July 16, 2008

Support Your Local News Media

baseball diamond Support Your Local News MediaCongratulations to the Jewel City JWV Little League, who joined with local AYSO leaders to protest imposed hourly fees for sports organizations’ use of Glendale’s fields. The groups showed up well prepared and in force at yesterday’s Glendale City Council meeting to successfully overturn the decision for now.

Earlier this week I posted a lesson from the Pasadena Art Center College of Design flap over its $150 million expansion. The plan was tabled for further study after a student’s negative blog post gained overwhelming support via the internet.

Focusing on the post and the avalanche of comments it received, I believe I didn’t give enough credit to traditional news channels and organizations. Local newspapers, student organizations, and I’m sure email notifications to interested parties, all helped turn the tide on the hillside development.

The field use issue in Glendale has been brewing for awhile. I remember hearing about the hourly fee idea when I was on the Little League board a few years ago, but it never got off the ground then. When the Glendale Parks, Recreation and Community Services Division suddenly decided on July 2 to impose fees, league officials said they were unaware there was a specific proposal on the table.

Organizing their base, they copied a Glendale News-Press URL into a mass email and gathered board members together to draft a letter. That evening, league representatives and concerned parents surprised city council members with a large protest. The council responded by sending the matter back to the commission for further review and public input, as reported in today’s News-Press edition.

Here are excerpts of the letter Jewel City JWV Little League board members sent to the council:

Youth sports like baseball make good citizens of players and parents alike, and they make Glendale a community…

Jewel City JWV does not use the City’s baseball fields “for free” because it does not pay an hourly user fee. Unlike many other communities, Glendale does not provide a city-run youth baseball league. If it did, of course, it would not be run by volunteers, and would result in significant costs to the city. Jewel City JWV thus provides an important social and cultural benefit to Glendale at no charge to the City. In addition, our league performs in-season maintenance on the baseball fields at its own cost. If the proposed fees are imposed, Little League will no longer be financially viable in Glendale. The City will then have either no baseball program to offer its youth, or will have to create and operate its own youth baseball program at a steeply increased cost than is currently the case. This makes no financial sense.
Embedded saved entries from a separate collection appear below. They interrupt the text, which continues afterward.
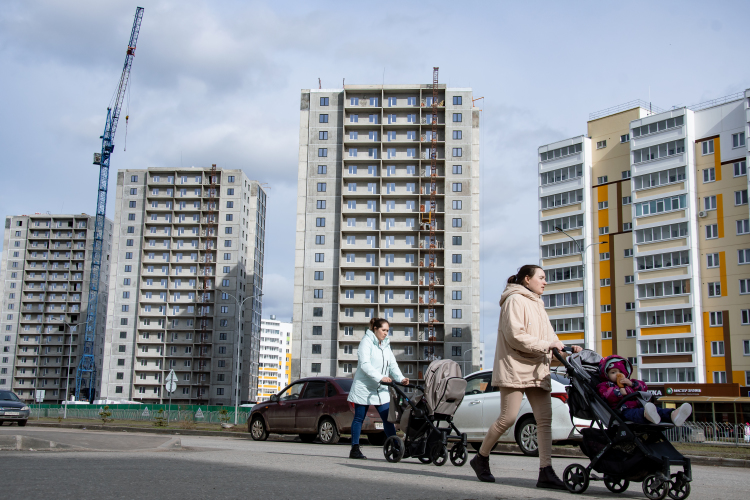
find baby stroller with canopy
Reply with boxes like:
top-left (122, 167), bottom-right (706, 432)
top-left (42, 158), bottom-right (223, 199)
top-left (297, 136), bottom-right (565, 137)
top-left (552, 347), bottom-right (692, 499)
top-left (381, 359), bottom-right (468, 466)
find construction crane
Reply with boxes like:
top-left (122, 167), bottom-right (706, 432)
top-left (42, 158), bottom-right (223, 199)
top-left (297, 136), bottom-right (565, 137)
top-left (77, 7), bottom-right (144, 401)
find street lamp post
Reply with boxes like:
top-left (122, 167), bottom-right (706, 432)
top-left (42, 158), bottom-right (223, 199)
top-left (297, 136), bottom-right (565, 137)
top-left (554, 227), bottom-right (600, 350)
top-left (461, 346), bottom-right (479, 376)
top-left (224, 291), bottom-right (262, 425)
top-left (61, 321), bottom-right (85, 419)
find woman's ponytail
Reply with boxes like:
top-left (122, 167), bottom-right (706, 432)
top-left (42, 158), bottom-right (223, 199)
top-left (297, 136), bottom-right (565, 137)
top-left (508, 265), bottom-right (543, 286)
top-left (369, 317), bottom-right (389, 331)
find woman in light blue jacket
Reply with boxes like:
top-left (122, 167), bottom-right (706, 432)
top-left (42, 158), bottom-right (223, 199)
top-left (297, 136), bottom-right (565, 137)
top-left (347, 317), bottom-right (408, 459)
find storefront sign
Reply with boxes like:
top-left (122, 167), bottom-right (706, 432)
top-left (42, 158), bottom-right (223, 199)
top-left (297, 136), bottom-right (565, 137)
top-left (647, 383), bottom-right (740, 398)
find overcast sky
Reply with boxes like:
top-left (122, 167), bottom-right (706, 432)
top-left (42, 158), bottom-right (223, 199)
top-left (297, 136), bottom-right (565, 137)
top-left (1, 0), bottom-right (748, 364)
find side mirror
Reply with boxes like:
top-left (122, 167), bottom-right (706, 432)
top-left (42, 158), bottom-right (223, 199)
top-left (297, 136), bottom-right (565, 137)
top-left (270, 394), bottom-right (279, 403)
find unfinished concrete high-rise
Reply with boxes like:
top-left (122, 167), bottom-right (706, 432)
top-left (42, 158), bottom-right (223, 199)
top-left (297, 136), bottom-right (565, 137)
top-left (293, 84), bottom-right (481, 385)
top-left (0, 214), bottom-right (113, 403)
top-left (98, 167), bottom-right (266, 406)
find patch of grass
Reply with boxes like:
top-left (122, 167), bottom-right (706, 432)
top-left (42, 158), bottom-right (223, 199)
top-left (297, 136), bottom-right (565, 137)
top-left (672, 442), bottom-right (750, 461)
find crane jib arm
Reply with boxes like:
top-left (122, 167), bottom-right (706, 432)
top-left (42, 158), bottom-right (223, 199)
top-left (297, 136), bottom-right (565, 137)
top-left (76, 7), bottom-right (144, 401)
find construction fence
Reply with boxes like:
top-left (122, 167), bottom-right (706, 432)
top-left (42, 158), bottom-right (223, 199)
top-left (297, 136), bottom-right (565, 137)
top-left (29, 403), bottom-right (251, 426)
top-left (662, 421), bottom-right (750, 447)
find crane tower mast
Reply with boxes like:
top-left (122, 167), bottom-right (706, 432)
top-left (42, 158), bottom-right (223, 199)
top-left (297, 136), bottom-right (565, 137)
top-left (77, 7), bottom-right (144, 401)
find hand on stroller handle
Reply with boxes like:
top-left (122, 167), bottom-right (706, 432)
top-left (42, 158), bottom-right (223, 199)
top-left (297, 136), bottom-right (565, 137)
top-left (381, 380), bottom-right (423, 391)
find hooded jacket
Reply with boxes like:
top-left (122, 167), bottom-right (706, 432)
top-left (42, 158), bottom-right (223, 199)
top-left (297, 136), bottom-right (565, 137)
top-left (491, 284), bottom-right (560, 391)
top-left (347, 329), bottom-right (405, 405)
top-left (596, 354), bottom-right (647, 409)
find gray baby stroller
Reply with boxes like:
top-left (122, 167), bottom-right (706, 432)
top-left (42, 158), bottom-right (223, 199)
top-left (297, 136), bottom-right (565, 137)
top-left (382, 359), bottom-right (468, 466)
top-left (553, 347), bottom-right (692, 499)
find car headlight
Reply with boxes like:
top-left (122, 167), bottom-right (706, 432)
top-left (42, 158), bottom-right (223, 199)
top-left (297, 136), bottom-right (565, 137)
top-left (21, 406), bottom-right (30, 411)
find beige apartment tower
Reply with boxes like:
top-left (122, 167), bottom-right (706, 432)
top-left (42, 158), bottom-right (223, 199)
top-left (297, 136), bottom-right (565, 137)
top-left (293, 83), bottom-right (481, 384)
top-left (539, 90), bottom-right (750, 388)
top-left (99, 167), bottom-right (266, 406)
top-left (0, 214), bottom-right (113, 403)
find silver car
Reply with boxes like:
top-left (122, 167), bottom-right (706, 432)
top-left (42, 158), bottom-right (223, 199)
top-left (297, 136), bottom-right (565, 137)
top-left (0, 390), bottom-right (31, 426)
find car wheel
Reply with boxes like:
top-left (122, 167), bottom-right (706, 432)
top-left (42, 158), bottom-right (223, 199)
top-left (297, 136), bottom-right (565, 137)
top-left (514, 416), bottom-right (539, 456)
top-left (249, 416), bottom-right (268, 441)
top-left (318, 417), bottom-right (340, 445)
top-left (299, 433), bottom-right (316, 443)
top-left (366, 432), bottom-right (386, 447)
top-left (17, 420), bottom-right (27, 428)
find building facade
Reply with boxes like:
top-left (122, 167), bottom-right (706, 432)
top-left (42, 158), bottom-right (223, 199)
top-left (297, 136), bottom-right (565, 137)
top-left (258, 315), bottom-right (292, 401)
top-left (99, 166), bottom-right (266, 406)
top-left (293, 84), bottom-right (481, 383)
top-left (0, 214), bottom-right (113, 403)
top-left (539, 90), bottom-right (750, 388)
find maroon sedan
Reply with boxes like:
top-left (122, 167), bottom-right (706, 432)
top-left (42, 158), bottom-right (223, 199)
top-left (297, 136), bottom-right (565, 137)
top-left (248, 377), bottom-right (388, 445)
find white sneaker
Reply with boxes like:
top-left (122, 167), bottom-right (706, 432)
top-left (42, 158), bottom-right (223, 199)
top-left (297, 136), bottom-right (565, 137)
top-left (671, 403), bottom-right (692, 427)
top-left (643, 402), bottom-right (661, 424)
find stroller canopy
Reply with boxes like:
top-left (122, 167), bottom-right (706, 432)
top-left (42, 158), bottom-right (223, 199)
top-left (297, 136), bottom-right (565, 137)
top-left (422, 359), bottom-right (467, 416)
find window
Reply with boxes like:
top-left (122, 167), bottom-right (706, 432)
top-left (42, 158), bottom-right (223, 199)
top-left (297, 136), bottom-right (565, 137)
top-left (317, 165), bottom-right (327, 174)
top-left (599, 227), bottom-right (609, 235)
top-left (734, 160), bottom-right (747, 177)
top-left (452, 218), bottom-right (462, 228)
top-left (600, 278), bottom-right (610, 286)
top-left (315, 235), bottom-right (325, 245)
top-left (320, 97), bottom-right (329, 106)
top-left (315, 253), bottom-right (324, 262)
top-left (123, 278), bottom-right (130, 285)
top-left (635, 222), bottom-right (688, 244)
top-left (601, 305), bottom-right (611, 313)
top-left (739, 249), bottom-right (750, 264)
top-left (620, 135), bottom-right (630, 143)
top-left (709, 311), bottom-right (722, 326)
top-left (539, 214), bottom-right (584, 235)
top-left (451, 309), bottom-right (462, 319)
top-left (127, 226), bottom-right (134, 234)
top-left (452, 182), bottom-right (462, 192)
top-left (637, 279), bottom-right (689, 299)
top-left (740, 279), bottom-right (750, 295)
top-left (314, 271), bottom-right (324, 280)
top-left (318, 131), bottom-right (328, 140)
top-left (312, 326), bottom-right (322, 336)
top-left (713, 371), bottom-right (727, 383)
top-left (130, 188), bottom-right (137, 195)
top-left (540, 143), bottom-right (582, 161)
top-left (311, 363), bottom-right (321, 373)
top-left (452, 254), bottom-right (462, 264)
top-left (226, 201), bottom-right (234, 208)
top-left (319, 114), bottom-right (328, 123)
top-left (452, 148), bottom-right (462, 157)
top-left (452, 290), bottom-right (462, 300)
top-left (706, 224), bottom-right (718, 239)
top-left (452, 113), bottom-right (462, 122)
top-left (704, 195), bottom-right (717, 211)
top-left (596, 140), bottom-right (607, 149)
top-left (598, 201), bottom-right (609, 209)
top-left (453, 96), bottom-right (462, 105)
top-left (314, 289), bottom-right (323, 299)
top-left (706, 253), bottom-right (720, 268)
top-left (743, 311), bottom-right (750, 326)
top-left (634, 167), bottom-right (686, 190)
top-left (317, 182), bottom-right (326, 192)
top-left (540, 189), bottom-right (583, 209)
top-left (318, 148), bottom-right (328, 157)
top-left (313, 308), bottom-right (323, 317)
top-left (633, 139), bottom-right (685, 163)
top-left (452, 236), bottom-right (462, 245)
top-left (542, 292), bottom-right (584, 308)
top-left (732, 132), bottom-right (745, 148)
top-left (452, 130), bottom-right (462, 140)
top-left (625, 275), bottom-right (634, 284)
top-left (626, 329), bottom-right (636, 338)
top-left (542, 240), bottom-right (583, 258)
top-left (600, 252), bottom-right (610, 260)
top-left (544, 265), bottom-right (583, 283)
top-left (452, 272), bottom-right (462, 282)
top-left (735, 190), bottom-right (748, 206)
top-left (316, 217), bottom-right (325, 227)
top-left (702, 139), bottom-right (714, 155)
top-left (625, 302), bottom-right (635, 311)
top-left (602, 331), bottom-right (612, 339)
top-left (632, 115), bottom-right (683, 138)
top-left (623, 222), bottom-right (633, 231)
top-left (622, 196), bottom-right (632, 205)
top-left (738, 219), bottom-right (750, 235)
top-left (635, 194), bottom-right (687, 217)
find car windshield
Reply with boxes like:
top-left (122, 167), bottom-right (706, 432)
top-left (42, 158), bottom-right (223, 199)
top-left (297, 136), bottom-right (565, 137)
top-left (334, 379), bottom-right (353, 393)
top-left (0, 391), bottom-right (21, 402)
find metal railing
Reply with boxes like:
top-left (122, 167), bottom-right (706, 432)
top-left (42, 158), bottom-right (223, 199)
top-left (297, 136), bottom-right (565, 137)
top-left (663, 422), bottom-right (750, 447)
top-left (30, 407), bottom-right (251, 425)
top-left (686, 92), bottom-right (745, 112)
top-left (589, 100), bottom-right (666, 121)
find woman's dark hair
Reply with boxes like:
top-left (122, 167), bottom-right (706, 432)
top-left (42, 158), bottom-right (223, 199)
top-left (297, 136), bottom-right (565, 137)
top-left (507, 265), bottom-right (543, 285)
top-left (369, 317), bottom-right (390, 331)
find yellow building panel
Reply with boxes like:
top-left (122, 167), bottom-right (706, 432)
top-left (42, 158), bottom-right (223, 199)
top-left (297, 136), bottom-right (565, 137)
top-left (597, 184), bottom-right (609, 202)
top-left (599, 258), bottom-right (610, 280)
top-left (600, 286), bottom-right (611, 304)
top-left (598, 208), bottom-right (609, 228)
top-left (716, 193), bottom-right (724, 238)
top-left (601, 312), bottom-right (612, 331)
top-left (719, 251), bottom-right (727, 297)
top-left (639, 325), bottom-right (691, 335)
top-left (601, 339), bottom-right (612, 357)
top-left (557, 332), bottom-right (585, 341)
top-left (714, 137), bottom-right (722, 180)
top-left (702, 312), bottom-right (726, 382)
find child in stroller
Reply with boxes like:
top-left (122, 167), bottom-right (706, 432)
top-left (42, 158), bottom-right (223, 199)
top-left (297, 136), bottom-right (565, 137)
top-left (597, 355), bottom-right (692, 426)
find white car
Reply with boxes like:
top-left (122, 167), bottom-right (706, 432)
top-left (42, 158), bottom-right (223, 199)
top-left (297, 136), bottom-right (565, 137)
top-left (452, 369), bottom-right (585, 455)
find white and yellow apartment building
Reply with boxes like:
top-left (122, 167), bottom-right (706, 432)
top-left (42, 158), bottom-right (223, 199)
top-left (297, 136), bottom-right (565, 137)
top-left (539, 90), bottom-right (750, 388)
top-left (257, 315), bottom-right (292, 401)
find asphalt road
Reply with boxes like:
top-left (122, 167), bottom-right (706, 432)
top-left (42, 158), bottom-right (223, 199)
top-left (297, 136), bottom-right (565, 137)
top-left (0, 427), bottom-right (745, 500)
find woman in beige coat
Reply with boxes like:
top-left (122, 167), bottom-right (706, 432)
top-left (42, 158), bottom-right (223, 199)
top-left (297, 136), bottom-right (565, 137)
top-left (470, 265), bottom-right (581, 490)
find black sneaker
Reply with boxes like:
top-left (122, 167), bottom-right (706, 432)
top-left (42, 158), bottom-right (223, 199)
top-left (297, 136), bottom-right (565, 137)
top-left (349, 445), bottom-right (367, 460)
top-left (536, 466), bottom-right (566, 490)
top-left (469, 452), bottom-right (495, 482)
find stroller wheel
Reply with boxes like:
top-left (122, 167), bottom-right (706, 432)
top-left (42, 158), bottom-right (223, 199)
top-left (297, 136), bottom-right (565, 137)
top-left (418, 455), bottom-right (432, 464)
top-left (642, 474), bottom-right (669, 500)
top-left (449, 443), bottom-right (468, 467)
top-left (383, 436), bottom-right (405, 463)
top-left (563, 464), bottom-right (590, 494)
top-left (430, 444), bottom-right (448, 466)
top-left (668, 473), bottom-right (691, 500)
top-left (604, 476), bottom-right (629, 493)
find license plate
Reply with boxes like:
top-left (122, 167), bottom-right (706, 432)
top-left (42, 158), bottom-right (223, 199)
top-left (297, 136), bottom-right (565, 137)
top-left (375, 422), bottom-right (383, 430)
top-left (4, 412), bottom-right (19, 416)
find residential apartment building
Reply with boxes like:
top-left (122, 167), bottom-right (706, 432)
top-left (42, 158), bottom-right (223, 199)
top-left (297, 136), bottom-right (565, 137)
top-left (539, 89), bottom-right (750, 388)
top-left (99, 166), bottom-right (266, 406)
top-left (258, 315), bottom-right (292, 401)
top-left (293, 84), bottom-right (481, 383)
top-left (0, 214), bottom-right (113, 403)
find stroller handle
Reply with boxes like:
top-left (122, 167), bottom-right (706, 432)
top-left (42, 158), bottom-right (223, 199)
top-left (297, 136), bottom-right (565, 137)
top-left (551, 346), bottom-right (574, 369)
top-left (382, 380), bottom-right (424, 392)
It is telling, to say the least, that at the same time the City has granted tens of millions of dollars in land and benefits to the recently-opened Americana commercial development, it is proposing a tax on children to play baseball. Glendale is not a business district – it is a community. The Council should reverse the Parks Commission decision to implement these fees.

I’d like to humbly amend my assertion earlier this week that one blog post can succeed where other methods cannot. Credit for success in the Art Center controversy and in Glendale’s sports field issue should go to individuals and organizations on the scene, detailed news media coverage, and successful email appeals for support.

The lesson for homeowners: join your neighborhood organization and help them develop an email notification list, keep up with local issues by supporting local news media, and keep checking relevant blogs!